Desmond O’Neill: A rare scientific hiccough at the science gallery

Desmond O'NeillDespite a surprisingly large scientific heritage [1] , the Republic of Ireland has no science museum. Nature abhorring a vacuum, an innovative avenue for celebrating science was created by the opening of the Science Gallery in Trinity College Dublin in 2008. This flexible if modest space has been a runaway success under its gifted director, Michael Gorman.

Eschewing a historical approach, the focus has been on the links between artistic creativity, everyday life, and the sciences. Over a three year period, capacity crowds have enjoyed interactive and varied presentations covering topics from Music and Biorhythms, through crochet Coral Reefs to the worlds of Infections and Love. The gallery has spiced up the popular image of science, and will play a pivotal role when Dublin is the European City of Science in 2012.

In general, the science component has been robust and evidence-based, with the artistic components allowed to take flight and opening different vistas. However, the current exhibition – HUMAN+ – breaks the trend, appearing to take transhumanism quite seriously. Having filed transhumanism previously in the drawer containing homeopathy, Christian scientology, and alchemy (even allowing for the fact that Carl Jung was a devotee of the latter), I delved a little deeper when invited to take part in a debate at the gallery with a “transhumanist philosopher.”

The more I read, the more I realised that the transhumanist movement is just that – more akin to a belief system than science. I was uncertain whether to giggle at its scientific naïveté or to tolerate this quasi-religion in a tolerant pluralist spirit. Yet some of its assertions need answering, epecially that of “eliminating ageing.”

On the surface, its core tenet of using technological advances to enhance the human condition seems almost unremarkable, and no different from the mainstream of human scientific endeavour. However, a narrow focus on certain kinds of technologies carries an unhappy whiff of scientism (an excessive belief that the life sciences are the primary form of knowledge, rather than a part of knowledge), and the creation of “post-humans” seems to suggest a lack of awareness of the improvements that have already happened to humans, and in particular the origins of these advances.

Our increased longevity and well-being have relatively little to do with the direct application of technologies to individuals, but rather originate in improvement in social circumstances such as education, wealth, housing, and sanitation, as well as human organization and economies of scale. Almost the only “technology” that counts is vaccination, and even here there are important social elements such as herd immunity.

The focus on the application of technology to the individual also ignores important determinants of well-being and function, such as the social gradient – the difference between poorest and the wealthiest in a society. This is most dramatically seen in the USA, where more widespread use of high-tech medicine and appliances in individuals occurs in the context of an unspectacular average life-span.

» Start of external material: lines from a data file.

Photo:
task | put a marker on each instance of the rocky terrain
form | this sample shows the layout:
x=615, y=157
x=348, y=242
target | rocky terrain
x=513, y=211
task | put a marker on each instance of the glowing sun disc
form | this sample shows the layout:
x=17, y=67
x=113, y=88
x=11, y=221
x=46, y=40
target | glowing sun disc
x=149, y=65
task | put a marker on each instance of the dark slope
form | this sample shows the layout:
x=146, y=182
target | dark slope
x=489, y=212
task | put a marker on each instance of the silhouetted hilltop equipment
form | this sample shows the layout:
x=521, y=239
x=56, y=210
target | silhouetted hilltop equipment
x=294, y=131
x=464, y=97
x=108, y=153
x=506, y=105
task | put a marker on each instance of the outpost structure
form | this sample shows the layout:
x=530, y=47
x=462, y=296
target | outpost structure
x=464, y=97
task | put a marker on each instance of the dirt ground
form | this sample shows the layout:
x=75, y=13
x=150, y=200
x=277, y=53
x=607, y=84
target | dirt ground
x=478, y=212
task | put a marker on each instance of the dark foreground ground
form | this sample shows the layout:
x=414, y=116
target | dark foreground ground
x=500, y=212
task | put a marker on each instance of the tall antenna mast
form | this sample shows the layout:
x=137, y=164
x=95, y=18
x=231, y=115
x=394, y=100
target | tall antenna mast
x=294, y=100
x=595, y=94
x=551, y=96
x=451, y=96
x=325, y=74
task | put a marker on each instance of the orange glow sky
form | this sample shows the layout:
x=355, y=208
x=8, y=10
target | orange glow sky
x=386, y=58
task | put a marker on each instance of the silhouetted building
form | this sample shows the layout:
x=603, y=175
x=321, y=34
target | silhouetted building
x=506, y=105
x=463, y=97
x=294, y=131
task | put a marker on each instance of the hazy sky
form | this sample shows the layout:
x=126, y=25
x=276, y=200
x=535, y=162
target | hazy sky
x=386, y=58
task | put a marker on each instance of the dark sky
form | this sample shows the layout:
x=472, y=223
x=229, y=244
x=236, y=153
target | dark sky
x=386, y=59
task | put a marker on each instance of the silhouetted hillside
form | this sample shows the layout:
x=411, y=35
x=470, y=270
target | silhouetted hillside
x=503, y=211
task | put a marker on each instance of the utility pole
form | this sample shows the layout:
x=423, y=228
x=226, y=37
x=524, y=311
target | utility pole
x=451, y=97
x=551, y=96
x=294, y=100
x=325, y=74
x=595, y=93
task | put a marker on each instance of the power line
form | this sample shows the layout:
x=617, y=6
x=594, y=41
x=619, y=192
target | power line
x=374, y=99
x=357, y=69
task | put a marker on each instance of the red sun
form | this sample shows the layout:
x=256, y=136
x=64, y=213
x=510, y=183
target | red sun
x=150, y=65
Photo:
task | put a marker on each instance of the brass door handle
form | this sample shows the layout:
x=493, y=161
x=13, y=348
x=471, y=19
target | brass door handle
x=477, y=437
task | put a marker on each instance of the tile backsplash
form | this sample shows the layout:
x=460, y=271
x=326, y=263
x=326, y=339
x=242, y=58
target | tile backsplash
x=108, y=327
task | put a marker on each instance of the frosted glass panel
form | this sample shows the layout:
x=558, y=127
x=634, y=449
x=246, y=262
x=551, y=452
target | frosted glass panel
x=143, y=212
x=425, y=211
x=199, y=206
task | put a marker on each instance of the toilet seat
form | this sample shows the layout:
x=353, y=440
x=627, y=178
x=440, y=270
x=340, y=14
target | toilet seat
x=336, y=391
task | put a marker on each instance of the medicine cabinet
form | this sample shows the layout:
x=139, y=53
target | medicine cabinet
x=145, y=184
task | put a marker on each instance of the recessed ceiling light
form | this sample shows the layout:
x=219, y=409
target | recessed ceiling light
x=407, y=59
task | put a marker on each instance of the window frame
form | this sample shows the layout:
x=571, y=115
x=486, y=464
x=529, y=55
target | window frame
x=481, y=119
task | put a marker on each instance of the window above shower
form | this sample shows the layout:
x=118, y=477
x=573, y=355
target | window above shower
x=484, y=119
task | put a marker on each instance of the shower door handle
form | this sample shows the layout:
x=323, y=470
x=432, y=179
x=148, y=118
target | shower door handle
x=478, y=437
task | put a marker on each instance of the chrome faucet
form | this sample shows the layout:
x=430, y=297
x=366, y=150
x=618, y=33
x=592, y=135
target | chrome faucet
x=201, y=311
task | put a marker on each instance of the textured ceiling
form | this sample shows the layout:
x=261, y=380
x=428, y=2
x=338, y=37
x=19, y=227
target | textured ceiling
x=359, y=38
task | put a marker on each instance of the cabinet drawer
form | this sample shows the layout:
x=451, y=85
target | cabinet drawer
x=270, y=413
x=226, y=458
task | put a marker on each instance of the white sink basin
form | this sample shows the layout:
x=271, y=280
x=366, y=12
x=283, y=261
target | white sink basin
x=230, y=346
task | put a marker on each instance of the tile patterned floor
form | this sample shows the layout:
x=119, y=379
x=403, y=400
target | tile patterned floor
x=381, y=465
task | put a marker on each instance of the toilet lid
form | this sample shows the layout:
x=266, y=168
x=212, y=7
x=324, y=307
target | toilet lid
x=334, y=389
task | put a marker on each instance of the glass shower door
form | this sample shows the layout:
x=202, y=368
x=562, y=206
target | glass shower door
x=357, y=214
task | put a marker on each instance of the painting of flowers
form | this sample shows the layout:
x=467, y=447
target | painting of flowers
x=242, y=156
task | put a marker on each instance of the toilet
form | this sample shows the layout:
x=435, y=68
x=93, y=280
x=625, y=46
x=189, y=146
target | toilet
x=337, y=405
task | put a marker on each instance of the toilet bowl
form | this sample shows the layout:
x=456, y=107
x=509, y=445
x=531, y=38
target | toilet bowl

The abolition of ageing, one of the tenets of transhumanism, would be droll if did not contain the seeds of ageism, portraying ageing unidimensionally as a time of loss: all would like to see a reduction in the diseases and disabilities of later life, but not recognising what we gain in terms of maturity and wisdom seems an extraordinary own-goal.

The last elements of our particular debate revolved around the point at which one remains human if advances in biotechnology increasingly replace our organs. This is where the organisers missed a trick by not making The Third Policeman by Flann O’Brien the star exhibit in the show. Decades ahead of transhumanist visions of techno-utopias, O’Brien created a fantastic world in the rural Ireland of the 1930’s where man and machine merged .

In his Molecular Theory, prolonged contact between iron bicycles and humans on rough country roads leads to an interchange of molecules so that the bicycles become more human, and the humans more cycle-like. Complete with extensive footnotes from the philosopher de Selby, we are led through scenarios whereby a man can fall in love with a bicycle, and where it becomes difficult to distinguish between murder and damaging property.

The application of this Irish literary heritage to the science of our future selves would have given a truly transformative perspective to this rare scientific hiccough at the Science Gallery. It would also have reminded us that a sense of humour is vital in science, allowing us to get a grip on ourselves, see the wider view, and protecting against seduction by narrow and hubristic visions of technological advance.

 1] Mulvihill M. Ingenious Ireland. London, Simon & Schuster UK, 2003.

Desmond O’Neill is a consultant physician in geriatric and stroke medicine, Dublin.